Mr. Winnick said he took no part in high-level meetings in spring 2001 at which executives warned about lagging revenue. He denied that Thomas Casey, then Global Crossing's chief executive, mentioned looming problems in their almost-daily conversations.
"The suggestion I sold stock based on information not readily available is not correct," he said, contending he relied on the public assurances of the company's health provided by Mr. Casey and others.
Mr. Winnick said he learned of the company's problems in June 2001, when general counsel Jim Gorton told him that new financial information would force the company to revise its guidance to Wall Street and close the window for executives to sell shares.
"I remember being very upset, rightfully so," he said. "I remember Tom [Casey] being visibly shaken and in fact turning white. That's the first I heard of it."
Mr. Gorton testified that he told Mr. Winnick and others the company would have to take a restructuring charge at a June 13 board meeting. Mr. Casey did not appear at the hearing because of illness.
Lawmakers questioned Mr. Winnick's accounting of events. Congressional investigators say Global and Qwest Communications started to engage in "sham transactions designed to boost revenues" during 2001 to satisfy the expectations of investors.
Rep. James C. Greenwood, Pennsylvania Republican and chairman of the oversight and investigations subcommittee, said his review of documents and interviews with Global employees showed that Mr. Winnick "was well aware of Global Crossing's strategy to use an ever-increasing number of swaps to meet Wall Street's revenue expectations."
Mr. Winnick and his attorneys said his functions mainly were ceremonial and he was not involved in the company's day-to-day affairs. He did help to negotiate high-profile deals needed to expand the company's business, however.
Documents released Monday show Mr. Winnick tried to bolster his company by closing $400 million in deals in the last half of June 2001, including reaching out to energy giant Enron Corp., which traded in telecommunications bandwidth as well as energy.

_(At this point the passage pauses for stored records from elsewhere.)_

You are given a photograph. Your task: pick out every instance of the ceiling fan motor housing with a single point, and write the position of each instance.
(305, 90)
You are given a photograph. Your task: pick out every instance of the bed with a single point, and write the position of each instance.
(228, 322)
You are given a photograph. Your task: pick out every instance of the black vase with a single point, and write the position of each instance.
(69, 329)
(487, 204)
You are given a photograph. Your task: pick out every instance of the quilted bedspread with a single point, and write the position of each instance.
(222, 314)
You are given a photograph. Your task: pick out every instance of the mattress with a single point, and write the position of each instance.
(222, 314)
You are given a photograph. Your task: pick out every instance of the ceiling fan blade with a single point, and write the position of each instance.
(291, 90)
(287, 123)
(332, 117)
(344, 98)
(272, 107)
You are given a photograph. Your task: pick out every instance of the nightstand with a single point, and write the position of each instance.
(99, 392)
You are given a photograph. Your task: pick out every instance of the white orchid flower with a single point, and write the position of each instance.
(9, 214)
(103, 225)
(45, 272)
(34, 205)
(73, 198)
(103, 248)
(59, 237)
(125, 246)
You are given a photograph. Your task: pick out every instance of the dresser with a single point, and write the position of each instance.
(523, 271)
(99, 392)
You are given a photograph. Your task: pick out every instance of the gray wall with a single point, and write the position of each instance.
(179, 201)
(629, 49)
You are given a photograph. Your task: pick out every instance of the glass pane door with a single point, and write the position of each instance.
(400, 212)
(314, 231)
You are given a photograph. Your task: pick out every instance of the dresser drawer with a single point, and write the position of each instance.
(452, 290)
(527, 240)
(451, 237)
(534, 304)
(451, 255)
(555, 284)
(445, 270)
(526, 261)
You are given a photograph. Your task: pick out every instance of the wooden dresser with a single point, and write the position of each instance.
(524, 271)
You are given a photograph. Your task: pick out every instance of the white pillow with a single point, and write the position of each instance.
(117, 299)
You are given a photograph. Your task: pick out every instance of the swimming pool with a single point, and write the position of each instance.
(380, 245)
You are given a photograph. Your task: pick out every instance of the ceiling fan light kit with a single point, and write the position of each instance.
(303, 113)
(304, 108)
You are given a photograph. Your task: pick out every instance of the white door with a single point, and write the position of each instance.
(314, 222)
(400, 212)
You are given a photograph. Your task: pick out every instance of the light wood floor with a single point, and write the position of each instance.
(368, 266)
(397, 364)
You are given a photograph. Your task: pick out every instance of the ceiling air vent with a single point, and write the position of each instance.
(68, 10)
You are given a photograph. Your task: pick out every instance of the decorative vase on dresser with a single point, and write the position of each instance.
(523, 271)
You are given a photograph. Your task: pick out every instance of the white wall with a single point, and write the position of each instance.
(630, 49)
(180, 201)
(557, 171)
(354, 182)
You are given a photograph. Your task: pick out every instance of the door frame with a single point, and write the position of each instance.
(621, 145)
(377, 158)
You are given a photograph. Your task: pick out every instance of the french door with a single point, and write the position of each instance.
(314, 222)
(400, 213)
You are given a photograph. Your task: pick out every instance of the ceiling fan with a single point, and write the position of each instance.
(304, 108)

"I spoke to [then-Enron chief executive] Jeff Skilling and there are three people vying for the business we're one of them," Mr. Winnick wrote in an e-mail to Mr. Casey that month.
Other Global executives appearing before the committee yesterday denied they pushed for deals that had no purpose other than increasing revenue.
Their testimony contradicted internal e-mail and testimony from lower-level executives before the committee last week, which told of intense pressure from Mr. Casey, Mr. Winnick and others to make deals that would enable Global to meet Wall Street revenue targets.
Qwest has admitted it made some questionable swaps of capacity on its network and announced last week it was reversing about $950 million in revenue booked from swaps. It also may have to adjust $531 million more in revenue from other sales.
Joseph Nacchio, Qwest's former chief executive, testified that he would have vetoed any transaction aimed solely at inflating revenue, however.
"To my knowledge, every purchase of capacity by Qwest was with the intent of furthering the company's business plan," he said.
Mr. Nacchio, pressed by committee members, declined to take up a challenge by Mr. Winnick to compensate his employees for depleted retirement funds. He said his company is not bankrupt, its pension plans are still viable, and he aims to keep it that way.